The simple consequence of globalization and economic integration is that _what
everyone does affects everyone else_ , and the networks of flow in
information, energy, and physical commodities are so dense that it becomes
very difficult to attribute cause and effect (and therefore moral
responsibility) to any one actor.

If it wasn't Facebook, it would've been someone else. That's not to absolve
Facebook of its behavior, just noting that there are strong incentives in
place that encourage interoperability and therefore efficiency that resulted
in its actions, and these incentives affect every organization worldwide.

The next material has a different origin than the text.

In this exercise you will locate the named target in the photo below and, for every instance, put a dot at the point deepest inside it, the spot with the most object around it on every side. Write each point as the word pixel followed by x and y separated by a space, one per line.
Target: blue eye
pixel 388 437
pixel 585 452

The only way to prevent this is to build barriers to control the flow and pay
the very high price of loss in efficiency. China is way ahead of things in
that sense.

------
aaavl2821
I am not familiar with the terms of these kinds of data sharing agreements,
but I know most US confidentiality agreements include a term that enables
companies to share confidential data with governments if required by law. Most
agreements if not all also contain a clause that companies take reasonable
best efforts to try to resist or narrow such requests. I believe I've heard
that tech companies can successfully do this on occassion

So even confidential company info can be taken by the government. In the US I
think there are practical limits on this and companies have some ability and
willingness to resist. From my limited experience the latter is not always the
case in china, and I'd imagine the former is less true as well

------
anonu
I'm kinda thinking of Chipotle's pr nightmare over food safety. This is
similar. Facebook isn't going to die but people will be far less enamored by
it going forward.

Usage metrics have already been ticking down.

------
jlebrech
This will be the downfall of Facebook, every country wants them to give them
data while at the same time wanting to protect their citizen from data being
given to other countries. and countries wanting data about their citizens
probably contravenes human rights.

------
shashanoid
The first thing that comes in my mind:
[https://media.giphy.com/media/3oEjHCWdU7F4hkcudy/giphy.gif](https://media.giphy.com/media/3oEjHCWdU7F4hkcudy/giphy.gif)

------
g0dg0d
So in other words, Zuckerberg lied.

------
nraynaud
let's try to replace one word: "Facebook confirms data sharing with Jewish
companies". You see what kind of ideology this is spreading? Being Chinese is
bad?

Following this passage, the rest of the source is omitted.